Monday, 30th October 2017

E- paper

Using theatre to explore child sexual abuse

THEATRE: The situational drama persistently drives home the obscurity in the understanding of a “good touch” and a “bad touch”

By Debaroti Chakraborty
  • Published 17.01.20, 11:47 PM
  • Updated 17.01.20, 11:47 PM
  • a min read
  •  
Sparsha strictly adheres to an overdone form of proscenium drama The Telegraph picture

Ichapur Aleya’s play, Sparsha, written by Sangita Chowdhury and directed by Subhendu Majumdar, journeys through the rough terrains of a malaise digging its claws into our social fabric. It delves into a crucial dilemma: how the psychological well-being of a child is trapped between an unfathomable dependence on a teacher and the vulnerability of being sexually abused.

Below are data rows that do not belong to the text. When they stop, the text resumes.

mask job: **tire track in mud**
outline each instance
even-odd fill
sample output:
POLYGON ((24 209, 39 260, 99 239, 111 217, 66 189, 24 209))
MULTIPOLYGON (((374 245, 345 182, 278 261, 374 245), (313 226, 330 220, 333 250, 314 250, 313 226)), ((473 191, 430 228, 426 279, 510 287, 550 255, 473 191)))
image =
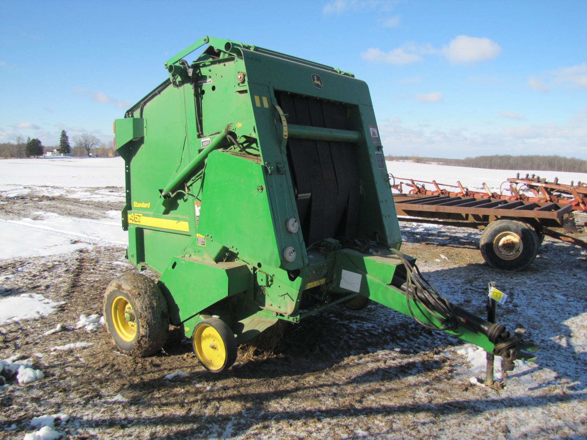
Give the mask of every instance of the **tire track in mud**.
MULTIPOLYGON (((100 224, 101 226, 103 225, 102 224, 99 224, 98 222, 96 222, 96 223, 100 224)), ((41 226, 32 226, 31 225, 24 223, 23 222, 18 222, 14 220, 4 220, 2 219, 0 219, 0 224, 2 224, 6 225, 11 225, 12 226, 15 226, 18 228, 22 228, 23 229, 28 229, 29 231, 34 231, 37 232, 42 232, 43 233, 50 234, 51 235, 56 235, 59 237, 69 238, 70 240, 75 240, 77 241, 83 241, 92 244, 110 245, 117 247, 126 247, 126 243, 123 242, 105 240, 102 238, 92 237, 89 235, 85 235, 81 233, 76 233, 75 232, 68 232, 67 231, 65 231, 55 229, 53 229, 52 228, 47 228, 41 226)))

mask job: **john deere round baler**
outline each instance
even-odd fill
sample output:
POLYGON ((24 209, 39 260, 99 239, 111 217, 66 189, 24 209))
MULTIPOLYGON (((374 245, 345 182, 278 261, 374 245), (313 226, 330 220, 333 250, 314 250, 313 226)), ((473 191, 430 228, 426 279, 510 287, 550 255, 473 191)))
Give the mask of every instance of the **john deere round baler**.
POLYGON ((348 72, 204 37, 114 122, 128 259, 104 315, 118 348, 159 350, 170 324, 213 372, 279 320, 369 300, 502 356, 511 333, 428 285, 402 236, 367 84, 348 72), (207 47, 190 63, 184 58, 207 47))

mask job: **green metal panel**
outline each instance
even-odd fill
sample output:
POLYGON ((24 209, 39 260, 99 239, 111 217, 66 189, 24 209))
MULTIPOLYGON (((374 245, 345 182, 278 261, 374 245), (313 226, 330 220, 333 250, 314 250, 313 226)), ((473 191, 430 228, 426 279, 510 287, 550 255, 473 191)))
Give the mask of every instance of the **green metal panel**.
POLYGON ((175 257, 159 280, 171 323, 179 325, 228 296, 251 292, 250 269, 238 263, 209 263, 175 257))
POLYGON ((116 144, 120 147, 133 139, 144 137, 147 131, 146 121, 143 118, 117 119, 114 121, 116 144))

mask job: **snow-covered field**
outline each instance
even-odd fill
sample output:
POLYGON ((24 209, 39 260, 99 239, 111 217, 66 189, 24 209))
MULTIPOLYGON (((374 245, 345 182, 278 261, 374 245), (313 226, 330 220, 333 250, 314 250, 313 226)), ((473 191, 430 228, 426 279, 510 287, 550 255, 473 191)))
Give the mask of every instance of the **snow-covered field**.
MULTIPOLYGON (((387 166, 471 189, 518 172, 387 166)), ((483 315, 488 282, 510 295, 498 319, 542 348, 505 388, 482 384, 483 351, 374 305, 310 317, 275 354, 210 375, 173 331, 164 352, 135 360, 102 325, 106 285, 131 269, 123 185, 119 158, 0 161, 0 438, 587 436, 585 250, 547 238, 509 273, 483 263, 477 231, 402 224, 402 249, 453 302, 483 315)))

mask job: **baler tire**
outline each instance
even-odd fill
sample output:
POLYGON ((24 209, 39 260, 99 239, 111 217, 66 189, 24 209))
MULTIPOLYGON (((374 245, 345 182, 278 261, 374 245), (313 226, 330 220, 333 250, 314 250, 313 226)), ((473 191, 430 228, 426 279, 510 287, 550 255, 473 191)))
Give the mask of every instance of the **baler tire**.
POLYGON ((103 312, 106 329, 122 353, 144 357, 163 347, 169 332, 167 301, 144 275, 127 272, 112 280, 103 312))
POLYGON ((208 318, 198 323, 194 329, 191 341, 200 363, 211 373, 228 370, 237 360, 237 339, 221 319, 208 318))
POLYGON ((343 303, 347 309, 350 309, 352 310, 362 310, 370 303, 370 300, 362 295, 357 295, 352 299, 343 303))
POLYGON ((480 248, 491 267, 521 270, 529 266, 538 252, 538 237, 530 225, 518 220, 491 222, 483 231, 480 248))

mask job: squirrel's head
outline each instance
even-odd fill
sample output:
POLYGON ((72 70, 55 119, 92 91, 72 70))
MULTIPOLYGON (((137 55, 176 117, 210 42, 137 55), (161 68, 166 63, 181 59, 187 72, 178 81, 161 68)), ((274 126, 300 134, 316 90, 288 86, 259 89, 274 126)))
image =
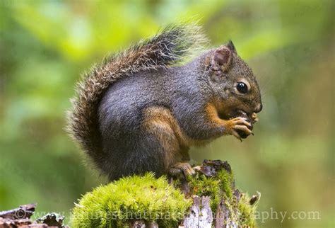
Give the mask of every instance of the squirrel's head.
POLYGON ((261 111, 261 93, 256 78, 231 41, 209 52, 206 62, 206 74, 222 118, 239 114, 252 117, 261 111))

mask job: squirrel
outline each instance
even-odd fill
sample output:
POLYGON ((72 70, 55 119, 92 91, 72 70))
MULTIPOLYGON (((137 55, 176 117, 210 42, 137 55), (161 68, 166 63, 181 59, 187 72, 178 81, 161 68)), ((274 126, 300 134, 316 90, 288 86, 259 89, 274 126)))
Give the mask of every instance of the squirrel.
POLYGON ((256 78, 232 41, 200 52, 207 40, 196 23, 170 25, 78 82, 68 130, 110 181, 192 174, 191 146, 252 134, 262 108, 256 78))

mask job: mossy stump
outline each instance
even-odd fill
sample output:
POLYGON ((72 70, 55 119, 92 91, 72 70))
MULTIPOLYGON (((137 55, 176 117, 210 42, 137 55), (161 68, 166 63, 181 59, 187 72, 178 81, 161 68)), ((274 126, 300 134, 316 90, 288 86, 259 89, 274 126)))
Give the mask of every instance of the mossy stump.
POLYGON ((226 161, 205 160, 193 176, 126 177, 84 195, 71 227, 254 227, 259 195, 235 186, 226 161))

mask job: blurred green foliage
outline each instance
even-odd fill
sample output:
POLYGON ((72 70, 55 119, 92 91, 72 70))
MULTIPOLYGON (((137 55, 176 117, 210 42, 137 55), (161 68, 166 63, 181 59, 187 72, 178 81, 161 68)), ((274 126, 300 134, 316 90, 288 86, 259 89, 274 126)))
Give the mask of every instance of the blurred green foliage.
POLYGON ((334 227, 334 10, 331 0, 1 1, 0 210, 37 202, 68 215, 105 183, 64 130, 75 82, 109 52, 191 18, 213 45, 234 41, 264 93, 254 137, 192 158, 229 161, 239 187, 262 193, 260 212, 319 213, 261 227, 334 227))

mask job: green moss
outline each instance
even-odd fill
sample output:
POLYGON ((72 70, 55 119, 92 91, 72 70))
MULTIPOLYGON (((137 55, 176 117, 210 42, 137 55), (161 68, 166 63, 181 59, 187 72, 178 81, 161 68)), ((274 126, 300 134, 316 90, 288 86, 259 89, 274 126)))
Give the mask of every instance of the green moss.
POLYGON ((250 199, 251 198, 247 193, 243 194, 240 199, 237 205, 239 212, 238 221, 239 224, 243 227, 254 227, 256 226, 254 212, 257 203, 251 205, 249 203, 250 199))
MULTIPOLYGON (((134 220, 175 227, 192 200, 152 173, 131 176, 86 193, 72 210, 72 227, 124 227, 134 220)), ((126 226, 127 227, 127 226, 126 226)))
POLYGON ((197 173, 195 176, 189 177, 187 181, 192 195, 211 196, 211 207, 214 212, 222 198, 231 199, 233 197, 233 176, 225 169, 220 170, 212 177, 197 173))
POLYGON ((234 195, 235 191, 234 176, 225 169, 218 171, 216 176, 207 177, 197 173, 194 177, 189 177, 190 195, 210 195, 211 207, 216 212, 218 205, 223 199, 225 207, 230 212, 229 219, 231 224, 238 224, 242 227, 255 227, 254 212, 257 204, 251 205, 250 197, 241 193, 240 199, 234 195))

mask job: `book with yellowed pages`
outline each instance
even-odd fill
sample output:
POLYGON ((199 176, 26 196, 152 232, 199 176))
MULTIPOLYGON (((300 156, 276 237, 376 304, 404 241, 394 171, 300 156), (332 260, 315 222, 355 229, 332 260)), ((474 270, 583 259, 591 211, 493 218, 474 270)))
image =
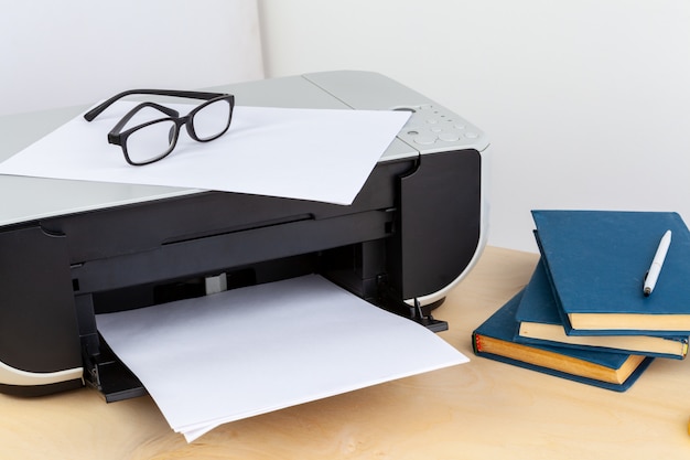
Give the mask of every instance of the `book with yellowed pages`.
POLYGON ((654 360, 636 354, 517 343, 515 314, 522 292, 472 333, 477 356, 616 392, 629 388, 654 360))
POLYGON ((583 347, 682 360, 688 335, 569 335, 565 333, 549 277, 540 260, 517 309, 516 341, 546 345, 583 347))

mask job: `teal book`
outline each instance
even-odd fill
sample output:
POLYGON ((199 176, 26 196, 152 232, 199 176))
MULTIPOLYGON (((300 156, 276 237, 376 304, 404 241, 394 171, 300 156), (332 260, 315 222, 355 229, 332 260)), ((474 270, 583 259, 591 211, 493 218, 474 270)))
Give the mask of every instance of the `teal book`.
POLYGON ((654 360, 635 354, 515 342, 515 314, 522 293, 518 292, 472 333, 477 356, 616 392, 629 388, 654 360))
POLYGON ((517 308, 518 343, 571 346, 617 353, 644 354, 682 360, 688 354, 688 335, 568 335, 543 263, 535 267, 517 308))
POLYGON ((535 235, 570 335, 690 335, 690 233, 671 212, 532 211, 535 235), (671 243, 654 292, 643 285, 671 243))

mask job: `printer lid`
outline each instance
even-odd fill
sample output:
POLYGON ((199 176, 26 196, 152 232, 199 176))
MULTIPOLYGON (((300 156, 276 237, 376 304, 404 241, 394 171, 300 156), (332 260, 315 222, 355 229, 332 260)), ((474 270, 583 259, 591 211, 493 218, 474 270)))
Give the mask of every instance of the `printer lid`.
MULTIPOLYGON (((421 94, 376 73, 336 71, 246 82, 213 88, 234 93, 241 105, 285 108, 405 109, 429 107, 421 94)), ((67 107, 0 117, 0 161, 77 117, 87 107, 67 107)), ((412 124, 411 121, 408 124, 412 124)), ((465 121, 463 121, 466 124, 465 121)), ((408 125, 384 152, 379 162, 414 158, 433 152, 433 146, 414 141, 408 125)), ((413 127, 412 127, 413 128, 413 127)), ((483 151, 488 142, 476 137, 455 142, 460 148, 483 151)), ((442 150, 448 150, 444 147, 442 150)), ((438 150, 436 150, 438 151, 438 150)), ((0 226, 57 215, 155 201, 206 191, 154 185, 69 181, 0 174, 0 226)))

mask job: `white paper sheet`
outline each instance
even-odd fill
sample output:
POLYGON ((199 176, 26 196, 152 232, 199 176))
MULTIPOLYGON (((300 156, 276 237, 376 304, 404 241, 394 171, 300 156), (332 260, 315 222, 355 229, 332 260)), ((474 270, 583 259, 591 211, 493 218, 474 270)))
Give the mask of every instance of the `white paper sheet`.
POLYGON ((228 421, 467 361, 316 275, 99 314, 97 323, 190 442, 228 421))
MULTIPOLYGON (((107 133, 137 103, 82 116, 0 163, 0 174, 168 185, 351 204, 409 118, 392 110, 235 107, 220 138, 180 133, 162 161, 132 167, 107 133)), ((188 105, 172 105, 181 114, 188 105)), ((160 114, 159 114, 160 117, 160 114)))

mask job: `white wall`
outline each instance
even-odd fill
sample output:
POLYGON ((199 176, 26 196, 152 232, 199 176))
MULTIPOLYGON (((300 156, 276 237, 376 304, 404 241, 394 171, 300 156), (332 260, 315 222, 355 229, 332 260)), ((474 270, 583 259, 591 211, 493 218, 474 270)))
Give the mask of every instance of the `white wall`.
POLYGON ((0 115, 262 76, 256 0, 0 0, 0 115))
POLYGON ((670 210, 690 224, 687 0, 259 0, 268 76, 384 73, 492 139, 489 244, 531 208, 670 210))

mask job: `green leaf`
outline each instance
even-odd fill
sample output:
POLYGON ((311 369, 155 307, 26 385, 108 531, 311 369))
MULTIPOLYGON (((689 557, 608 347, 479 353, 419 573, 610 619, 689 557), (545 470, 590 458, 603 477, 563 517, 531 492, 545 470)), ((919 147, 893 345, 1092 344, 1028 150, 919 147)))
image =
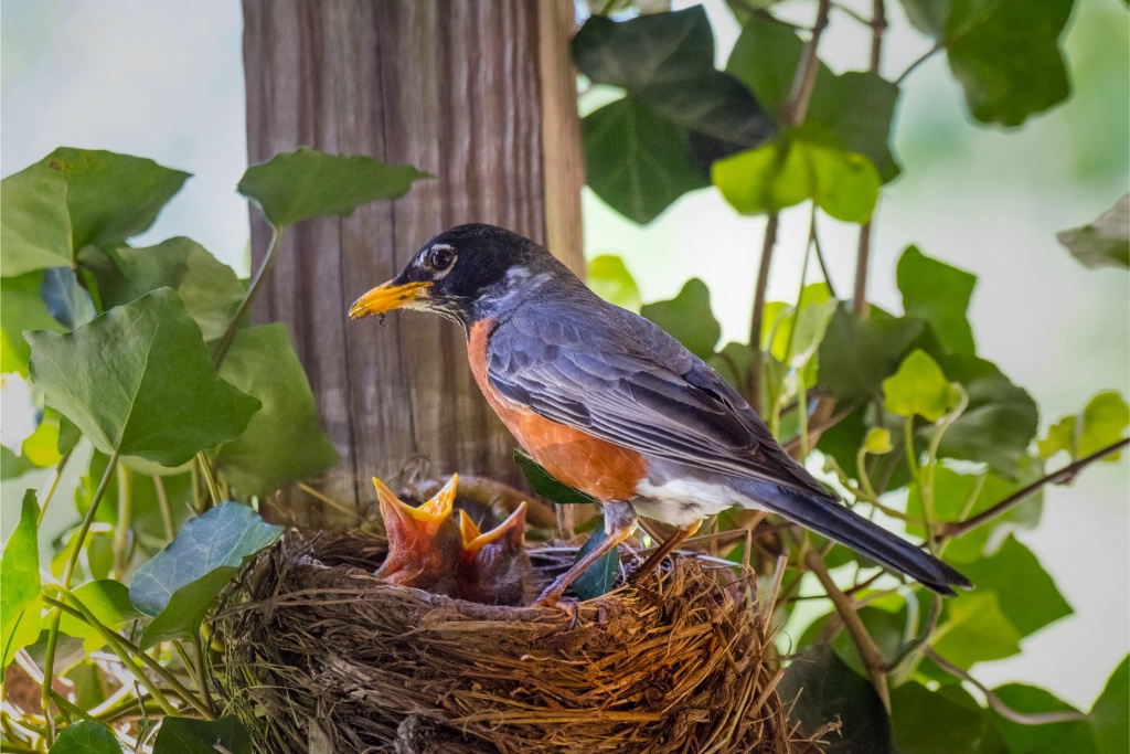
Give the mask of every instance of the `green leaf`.
POLYGON ((67 179, 46 161, 0 181, 0 250, 5 277, 70 266, 67 179))
POLYGON ((937 422, 960 401, 941 367, 924 350, 914 350, 883 381, 884 407, 892 414, 937 422))
POLYGON ((530 483, 533 492, 546 500, 559 505, 571 505, 576 503, 598 503, 596 497, 580 489, 574 489, 555 479, 549 471, 545 470, 532 458, 520 450, 514 451, 514 462, 522 470, 525 480, 530 483))
MULTIPOLYGON (((1062 702, 1053 694, 1024 684, 1010 683, 993 690, 1009 709, 1016 712, 1077 712, 1074 707, 1062 702)), ((1069 722, 1051 722, 1042 726, 1026 726, 1002 718, 997 712, 990 712, 997 730, 1008 745, 1009 752, 1025 754, 1098 754, 1090 726, 1087 720, 1069 722)), ((1119 749, 1112 749, 1120 752, 1119 749)))
MULTIPOLYGON (((98 618, 99 623, 114 631, 131 621, 145 617, 133 608, 133 604, 130 601, 130 590, 125 584, 113 579, 87 582, 75 590, 75 597, 98 618)), ((50 615, 44 616, 44 625, 41 627, 46 629, 46 623, 50 619, 50 615)), ((59 630, 68 636, 81 639, 87 655, 102 649, 106 643, 95 629, 67 613, 63 613, 59 621, 59 630)))
POLYGON ((105 453, 180 466, 238 435, 259 409, 216 374, 200 328, 168 288, 72 333, 27 338, 33 382, 105 453))
POLYGON ((963 690, 945 692, 905 683, 890 692, 895 747, 902 754, 1005 754, 1000 735, 963 690))
POLYGON ((619 23, 592 16, 573 38, 573 60, 592 81, 626 89, 652 112, 725 145, 754 147, 773 132, 746 87, 714 68, 714 35, 699 6, 619 23))
POLYGON ((251 754, 251 736, 238 718, 193 720, 166 717, 153 744, 154 754, 251 754), (223 747, 223 748, 221 748, 223 747))
POLYGON ((1011 535, 994 555, 965 563, 962 572, 976 584, 976 592, 963 592, 947 606, 974 593, 994 592, 1001 613, 1022 638, 1071 614, 1040 560, 1011 535))
POLYGON ((32 612, 40 596, 40 546, 36 526, 40 503, 35 491, 24 493, 19 523, 8 538, 0 558, 0 678, 16 652, 40 635, 38 612, 32 612))
POLYGON ((243 301, 243 284, 232 268, 191 239, 168 239, 144 249, 92 250, 79 261, 97 280, 106 309, 128 304, 157 288, 173 288, 205 340, 224 335, 243 301))
POLYGON ((1099 752, 1123 752, 1130 744, 1130 657, 1114 669, 1090 708, 1090 728, 1099 752))
POLYGON ((698 278, 687 280, 675 298, 644 304, 640 313, 702 359, 714 355, 722 337, 722 326, 710 307, 710 289, 698 278))
MULTIPOLYGON (((792 28, 754 16, 742 26, 725 70, 782 118, 803 46, 792 28)), ((877 73, 836 76, 819 62, 805 122, 828 129, 849 151, 870 159, 887 183, 899 172, 889 146, 897 99, 898 87, 877 73)))
POLYGON ((686 129, 631 97, 581 121, 585 179, 609 207, 641 225, 687 191, 710 185, 686 129))
POLYGON ((314 217, 348 217, 371 201, 399 199, 426 177, 432 176, 411 165, 298 147, 249 167, 238 191, 259 205, 271 225, 282 227, 314 217))
POLYGON ((619 257, 602 254, 590 259, 584 281, 605 301, 632 312, 640 311, 640 287, 619 257))
POLYGON ((1032 396, 983 358, 951 354, 939 357, 938 364, 968 398, 965 411, 946 430, 938 454, 983 461, 998 474, 1016 478, 1040 424, 1032 396))
POLYGON ((155 616, 141 636, 142 649, 197 631, 244 561, 281 535, 282 527, 233 502, 185 522, 176 539, 133 574, 130 601, 155 616))
POLYGON ((896 276, 906 315, 929 322, 946 350, 973 354, 973 330, 965 312, 976 276, 931 259, 918 246, 903 252, 896 276))
POLYGON ((110 729, 97 722, 80 720, 59 731, 51 754, 122 754, 125 749, 110 729))
POLYGON ((879 198, 871 161, 809 125, 718 161, 712 181, 742 215, 775 213, 811 199, 836 219, 867 223, 879 198))
POLYGON ((973 591, 948 600, 933 640, 938 653, 963 669, 1019 653, 1020 633, 992 591, 973 591))
MULTIPOLYGON (((608 538, 603 526, 593 529, 589 540, 576 553, 576 561, 580 562, 585 555, 592 552, 600 543, 608 538)), ((596 599, 601 595, 607 595, 616 586, 616 579, 620 575, 620 553, 612 547, 603 557, 589 566, 573 582, 572 589, 576 598, 584 601, 596 599)))
POLYGON ((340 460, 285 324, 241 330, 219 374, 262 404, 243 434, 216 456, 217 474, 241 495, 268 495, 340 460))
POLYGON ((924 327, 921 320, 902 318, 861 320, 841 304, 818 352, 820 387, 845 401, 878 396, 924 327))
POLYGON ((1060 231, 1055 237, 1087 267, 1130 268, 1130 194, 1095 222, 1060 231))
POLYGON ((828 734, 828 754, 887 754, 890 721, 875 687, 844 665, 829 647, 814 647, 785 668, 777 693, 788 705, 789 721, 801 735, 815 734, 828 722, 842 723, 828 734))
POLYGON ((946 49, 973 116, 1001 125, 1019 125, 1071 93, 1059 49, 1071 5, 903 0, 911 23, 946 49))

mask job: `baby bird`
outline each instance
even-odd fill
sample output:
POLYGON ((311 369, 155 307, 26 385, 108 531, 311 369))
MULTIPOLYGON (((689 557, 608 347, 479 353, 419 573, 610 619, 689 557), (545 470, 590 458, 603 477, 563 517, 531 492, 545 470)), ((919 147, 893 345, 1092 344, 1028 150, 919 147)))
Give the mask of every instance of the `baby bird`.
POLYGON ((484 605, 523 605, 532 586, 525 554, 525 503, 497 528, 480 534, 466 511, 459 511, 463 551, 459 558, 455 597, 484 605))
POLYGON ((432 500, 412 508, 373 477, 389 536, 389 554, 376 575, 389 583, 433 593, 453 593, 463 539, 452 517, 459 475, 432 500))

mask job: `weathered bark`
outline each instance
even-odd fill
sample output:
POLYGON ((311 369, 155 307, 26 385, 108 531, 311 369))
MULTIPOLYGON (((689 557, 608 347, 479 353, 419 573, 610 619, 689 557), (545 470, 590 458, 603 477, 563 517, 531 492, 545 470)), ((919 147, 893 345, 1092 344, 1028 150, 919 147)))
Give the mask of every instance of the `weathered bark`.
MULTIPOLYGON (((435 474, 519 482, 514 441, 479 395, 458 326, 416 313, 348 322, 358 295, 435 233, 486 222, 582 265, 583 181, 564 0, 244 0, 250 164, 308 145, 435 175, 395 202, 289 229, 254 309, 286 322, 341 466, 334 500, 423 457, 435 474)), ((252 259, 269 231, 255 210, 252 259)), ((290 495, 292 520, 325 509, 290 495)))

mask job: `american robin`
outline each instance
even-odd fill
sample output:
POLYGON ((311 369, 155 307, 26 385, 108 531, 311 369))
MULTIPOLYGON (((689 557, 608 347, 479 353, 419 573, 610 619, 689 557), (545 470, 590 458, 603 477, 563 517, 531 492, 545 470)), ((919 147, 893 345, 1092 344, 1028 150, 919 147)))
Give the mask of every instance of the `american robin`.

The situational drama persistently drives home the obscurity in the understanding of a “good touch” and a “bad touch” and how panic, inefficient parental interference and political appropriation manipulate such an incident. Sparsha strictly adheres to an overdone form of proscenium drama. But its strength lies in the way the script handles the complexities of the theme. The characters are well-defined and contribute to the development of the dramatic arc. Dipak Mitra is spectacular as a cryptic politician, evoking humour, anger and disdain. The play, which could have been shorter, touches upon the struggle of agency in the contemporary matrix of media-individual-politics.